Eagleton returned to criticism with The Ideology of the Aesthetic (1990), in which he illustrates how social and political forces influence a society's aesthetic conceptualizations. His analysis considers the work of Benjamin, Theodor Adorno, G. W. F. Hegel, Martin Heidegger, Immanuel Kant, and Friedrich Nietzsche to examine how these forces affect the formation of aesthetic thought. In Ideology (1991), Eagleton scrutinizes the concept of ideology itself and its various manifestations, again providing a survey of major theoretical positions and their proponents in the process. In Heathcliff and the Great Hunger (1995), Eagleton proposes that Heathcliff in Emily Brontë's Wuthering Heights was actually a refugee from the great Irish potato famine. In this series of essays, Eagleton confronts what he considers to be a revisionist view of Irish history, one that seeks to diminish the impact of the potato famine and nineteenth-century English politics on the period's writers. Eagleton also addressed issues concerning Irish culture in the essay collection Crazy John and the Bishop (1999). In The Illusions of Postmodernism (1996), Eagleton defends the relevance of Marxist theory against the current preference among critics for postmodernism.
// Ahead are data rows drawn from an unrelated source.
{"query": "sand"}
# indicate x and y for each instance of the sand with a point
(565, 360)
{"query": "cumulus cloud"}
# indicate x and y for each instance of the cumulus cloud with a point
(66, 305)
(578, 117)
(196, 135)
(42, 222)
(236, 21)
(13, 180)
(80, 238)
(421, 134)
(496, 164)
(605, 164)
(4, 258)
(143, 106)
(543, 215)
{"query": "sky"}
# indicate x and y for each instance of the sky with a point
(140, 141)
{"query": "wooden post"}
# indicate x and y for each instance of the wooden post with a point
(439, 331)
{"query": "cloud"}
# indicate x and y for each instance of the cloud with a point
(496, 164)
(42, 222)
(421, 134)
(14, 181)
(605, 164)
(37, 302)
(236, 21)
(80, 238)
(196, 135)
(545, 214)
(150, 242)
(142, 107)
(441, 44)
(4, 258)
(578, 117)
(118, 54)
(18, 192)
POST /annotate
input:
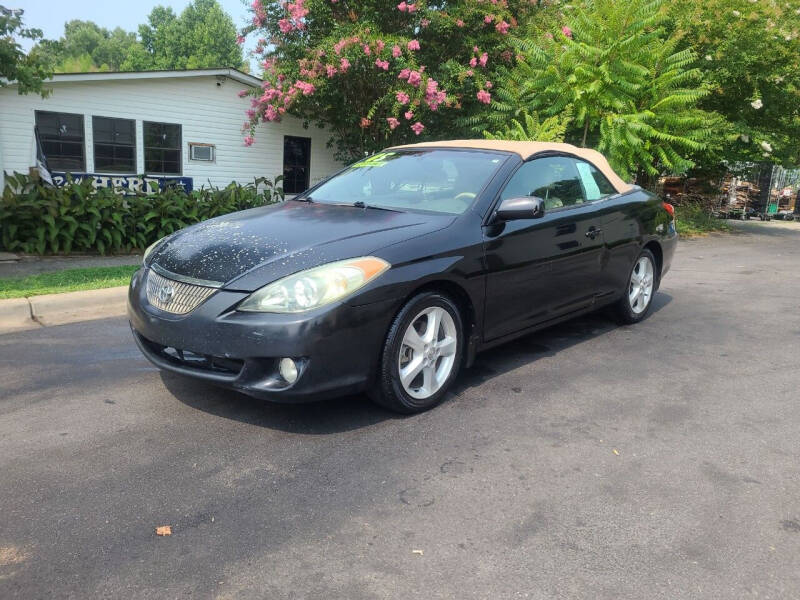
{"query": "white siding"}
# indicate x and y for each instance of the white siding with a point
(208, 113)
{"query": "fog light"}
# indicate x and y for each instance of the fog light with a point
(288, 370)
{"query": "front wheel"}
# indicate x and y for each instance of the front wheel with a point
(636, 301)
(421, 356)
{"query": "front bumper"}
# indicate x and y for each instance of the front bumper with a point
(336, 347)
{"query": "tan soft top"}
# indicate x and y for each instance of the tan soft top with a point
(528, 149)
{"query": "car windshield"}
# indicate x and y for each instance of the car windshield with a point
(442, 181)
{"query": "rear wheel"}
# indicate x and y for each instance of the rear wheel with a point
(636, 301)
(421, 356)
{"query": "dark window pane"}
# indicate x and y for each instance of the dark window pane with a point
(162, 148)
(296, 163)
(554, 179)
(61, 136)
(114, 145)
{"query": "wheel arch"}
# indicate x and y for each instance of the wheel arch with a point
(461, 297)
(658, 253)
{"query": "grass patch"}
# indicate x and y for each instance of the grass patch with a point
(692, 220)
(69, 280)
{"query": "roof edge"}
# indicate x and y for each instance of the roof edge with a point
(228, 72)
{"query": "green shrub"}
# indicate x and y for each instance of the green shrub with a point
(36, 218)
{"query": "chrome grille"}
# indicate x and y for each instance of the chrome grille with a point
(175, 297)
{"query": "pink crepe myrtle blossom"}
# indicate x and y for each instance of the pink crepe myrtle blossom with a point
(271, 114)
(305, 87)
(433, 95)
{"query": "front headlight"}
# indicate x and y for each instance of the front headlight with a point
(315, 287)
(150, 248)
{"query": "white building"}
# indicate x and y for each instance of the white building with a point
(187, 124)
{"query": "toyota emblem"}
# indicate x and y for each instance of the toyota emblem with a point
(165, 293)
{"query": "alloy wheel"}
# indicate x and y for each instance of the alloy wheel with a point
(427, 352)
(640, 289)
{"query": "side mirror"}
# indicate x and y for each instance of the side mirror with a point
(526, 207)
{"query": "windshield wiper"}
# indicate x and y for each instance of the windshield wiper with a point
(362, 204)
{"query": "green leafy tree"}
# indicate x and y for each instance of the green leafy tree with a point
(203, 35)
(378, 73)
(750, 54)
(526, 127)
(29, 70)
(631, 91)
(85, 46)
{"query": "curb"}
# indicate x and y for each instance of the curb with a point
(19, 314)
He argues that postmodernism, with its view of the world as fragmented and truth as indeterminate, is an inadequate successor to Marxism, which in its critique of capitalism can offer a more concrete moral vision for society.
Critical Reception
Even those colleagues who disagree with Eagleton's Marxist position and interpretation of ideology tend to commend his passionate writing. Eagleton has been praised for his humor and wit as well as for demonstrating a graceful style. In his first major work, Marxism and Literary Criticism, Eagleton was hailed not only for his writing technique but for his concise explication of the obtuse theories of European Marxist critics and his provoking treatment of the author as “producer.” He was criticized, however, for a lack of textual examples and for being too self-referential. His second major work, Literary Theory, was similarly lauded by critics for serving as an accessible, comprehensible introduction to its subject. The book was also praised for its consideration of the relationship between literary theories and the ideological conditions in which they arise. On the other hand, many critics rejected his suggestion that literature and literary theory are illusions and that the study of literature be replaced with the study of rhetoric. The Ideology of the Aesthetic and Ideology also elicited considerable critical response, with many commending Eagleton's impressive range and insight into their subjects, and others finding his arguments flawed and merely polemical. His critics notwithstanding, Eagleton remains a prominent literary theorist, one who, having reexamined the tradition of criticism and the role of the critic, has greatly influenced both students and professional academics.